Grant has gotten into the trap of rating players purely on disposal numbers.
Tippa’s handful of disposals are worth far more than Davey or Snelling getting 10-12 touches. Just look at that stab pass to Stringer (or Weideman I can’t remember) under immense pressure.
Yeah he’s not 100% yet, but he’s still offering more than many others that perform similar roles.
What he does without the ball is the biggest concern for me. He had our equal lowest pressure acts on the weekend with 4. To me that says he’s not able to get to where he needs to be in defence. I’d rather Snelling and Menzie in the side until Tippa gets truly fit…. And that may never happen again.
But Grant’s argument was that he only had 6 disposals…. And didn’t mention anything about forward pressure or tackling.
My point is If you’re using disposals stats as an argument, I’m looking specifically what he did with those disposals…… and comparing to what Davey or snelling did last week.
maybe goal assists and score involvements rank higher than pressure acts. for the small forward position. Walla has high footy IQ, precision passing, great awarenes and brings others into the game.
My biggest problem with football analysis (across the whole football community) is that disposal numbers are the ‘be all & end all’ for rating players.
There is far too much weight placed on that one statistic, from supporters and professional football analysists.
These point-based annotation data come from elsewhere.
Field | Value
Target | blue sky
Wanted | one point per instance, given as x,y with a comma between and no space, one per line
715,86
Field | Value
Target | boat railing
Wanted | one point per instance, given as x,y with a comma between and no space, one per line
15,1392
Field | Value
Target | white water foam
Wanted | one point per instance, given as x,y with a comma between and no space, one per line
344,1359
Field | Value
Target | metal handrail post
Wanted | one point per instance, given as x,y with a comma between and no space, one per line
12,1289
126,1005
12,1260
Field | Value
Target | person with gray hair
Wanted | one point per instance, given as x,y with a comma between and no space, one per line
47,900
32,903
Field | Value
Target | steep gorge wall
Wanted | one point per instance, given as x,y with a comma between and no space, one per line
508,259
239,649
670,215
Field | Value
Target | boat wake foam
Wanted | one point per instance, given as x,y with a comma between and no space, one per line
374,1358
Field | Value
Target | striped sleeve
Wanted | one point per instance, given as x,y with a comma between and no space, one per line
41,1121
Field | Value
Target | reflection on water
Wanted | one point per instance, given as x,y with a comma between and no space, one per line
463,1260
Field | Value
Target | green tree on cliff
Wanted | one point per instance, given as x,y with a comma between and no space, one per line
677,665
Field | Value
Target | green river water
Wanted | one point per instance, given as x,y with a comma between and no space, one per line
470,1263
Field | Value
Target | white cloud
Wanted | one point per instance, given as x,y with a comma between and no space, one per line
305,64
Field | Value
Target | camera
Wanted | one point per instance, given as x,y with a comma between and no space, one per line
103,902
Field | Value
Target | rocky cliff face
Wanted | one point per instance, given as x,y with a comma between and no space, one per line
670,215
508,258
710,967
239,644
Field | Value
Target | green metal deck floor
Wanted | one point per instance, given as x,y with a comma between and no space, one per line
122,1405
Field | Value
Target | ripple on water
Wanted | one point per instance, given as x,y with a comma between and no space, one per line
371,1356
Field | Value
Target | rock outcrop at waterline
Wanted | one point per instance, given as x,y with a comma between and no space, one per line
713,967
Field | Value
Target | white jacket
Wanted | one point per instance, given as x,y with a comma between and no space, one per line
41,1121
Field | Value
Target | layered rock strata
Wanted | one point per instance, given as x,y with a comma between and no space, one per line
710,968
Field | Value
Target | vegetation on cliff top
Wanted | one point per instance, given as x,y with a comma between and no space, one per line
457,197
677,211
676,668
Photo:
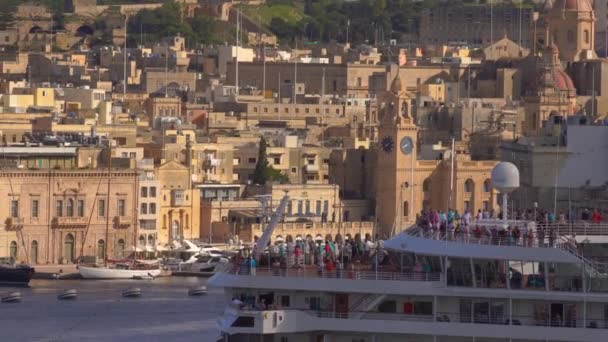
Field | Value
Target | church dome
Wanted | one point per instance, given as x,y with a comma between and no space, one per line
562,81
396,85
550,74
572,5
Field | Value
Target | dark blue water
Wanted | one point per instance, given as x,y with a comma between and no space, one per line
164,312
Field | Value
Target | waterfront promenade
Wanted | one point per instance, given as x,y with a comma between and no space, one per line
165,312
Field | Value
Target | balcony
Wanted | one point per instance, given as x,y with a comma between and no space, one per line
147,224
122,222
75,222
13,223
312,168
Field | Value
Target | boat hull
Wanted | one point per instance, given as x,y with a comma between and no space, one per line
16,275
112,273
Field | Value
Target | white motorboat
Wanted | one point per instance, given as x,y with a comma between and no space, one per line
88,272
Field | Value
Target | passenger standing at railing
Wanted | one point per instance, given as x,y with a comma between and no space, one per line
552,236
297,253
516,235
530,233
561,221
443,220
572,241
252,265
596,217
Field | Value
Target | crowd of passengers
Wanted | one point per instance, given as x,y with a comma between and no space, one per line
466,227
325,255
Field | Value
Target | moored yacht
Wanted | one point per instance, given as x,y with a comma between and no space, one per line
431,286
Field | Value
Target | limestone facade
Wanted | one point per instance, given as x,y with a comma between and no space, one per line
51,217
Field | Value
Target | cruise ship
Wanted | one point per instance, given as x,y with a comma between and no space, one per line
432,285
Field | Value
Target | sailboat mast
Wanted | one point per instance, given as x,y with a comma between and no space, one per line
135,212
107,204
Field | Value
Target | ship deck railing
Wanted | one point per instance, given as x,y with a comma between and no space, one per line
540,320
490,236
347,274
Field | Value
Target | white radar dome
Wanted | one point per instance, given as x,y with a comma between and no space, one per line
505,177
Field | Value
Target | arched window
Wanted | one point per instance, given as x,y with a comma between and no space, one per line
13,250
34,252
69,210
68,248
120,248
426,185
487,186
469,185
101,249
175,230
555,36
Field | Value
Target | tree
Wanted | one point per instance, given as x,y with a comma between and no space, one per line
260,175
7,13
264,172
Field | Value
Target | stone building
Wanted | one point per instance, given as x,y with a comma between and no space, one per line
476,24
53,217
179,205
569,24
552,90
404,184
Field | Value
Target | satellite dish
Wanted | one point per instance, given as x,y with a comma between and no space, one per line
505,177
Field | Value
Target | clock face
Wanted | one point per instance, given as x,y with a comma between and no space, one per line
406,145
387,144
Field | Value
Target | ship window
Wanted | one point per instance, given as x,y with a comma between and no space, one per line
423,308
285,301
389,306
426,185
244,322
487,186
469,185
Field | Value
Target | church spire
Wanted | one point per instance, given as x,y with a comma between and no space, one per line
396,85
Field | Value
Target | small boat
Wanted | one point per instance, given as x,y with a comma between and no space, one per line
16,274
13,297
88,272
132,292
197,291
68,294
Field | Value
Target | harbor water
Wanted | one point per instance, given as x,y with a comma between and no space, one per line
164,312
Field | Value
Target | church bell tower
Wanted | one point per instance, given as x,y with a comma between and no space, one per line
396,162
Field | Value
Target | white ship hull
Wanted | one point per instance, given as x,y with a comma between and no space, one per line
114,273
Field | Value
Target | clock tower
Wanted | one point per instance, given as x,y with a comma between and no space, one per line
396,161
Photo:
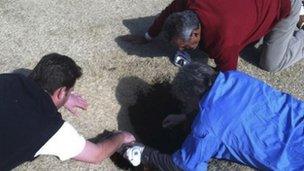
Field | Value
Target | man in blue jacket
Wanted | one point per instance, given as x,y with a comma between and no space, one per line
240,119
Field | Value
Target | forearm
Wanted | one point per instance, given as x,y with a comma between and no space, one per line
154,158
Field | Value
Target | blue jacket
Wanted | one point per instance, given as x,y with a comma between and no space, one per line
245,120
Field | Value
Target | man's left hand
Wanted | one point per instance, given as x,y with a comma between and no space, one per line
75,101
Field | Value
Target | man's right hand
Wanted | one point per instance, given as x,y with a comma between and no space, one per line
134,39
126,137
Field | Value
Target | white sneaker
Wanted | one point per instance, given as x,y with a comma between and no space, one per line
133,154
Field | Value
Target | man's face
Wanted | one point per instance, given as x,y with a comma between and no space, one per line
191,44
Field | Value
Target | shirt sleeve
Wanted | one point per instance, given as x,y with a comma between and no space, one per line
195,153
175,6
66,143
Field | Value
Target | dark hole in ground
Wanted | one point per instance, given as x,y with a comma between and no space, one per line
146,117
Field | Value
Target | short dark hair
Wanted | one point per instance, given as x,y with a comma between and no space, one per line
54,71
181,24
192,81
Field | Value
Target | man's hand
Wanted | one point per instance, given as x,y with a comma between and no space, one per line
126,137
134,39
75,101
172,120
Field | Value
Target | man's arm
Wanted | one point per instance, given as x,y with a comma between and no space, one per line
95,153
155,158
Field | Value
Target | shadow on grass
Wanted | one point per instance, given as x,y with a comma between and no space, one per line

When people are rating Parish with 38 touches , ahead of Weideman with 5 goals and Ridley who only had 2 goals kicked on him……. People are very quickly to forget that football is about goals, not disposal numbers.
Pressure Act (Chasing): Where a player applies pressure from behind an opponent by chasing . They must be gaining ground or applying pressure significant enough to hurry the ball carrier to dispose of the ball.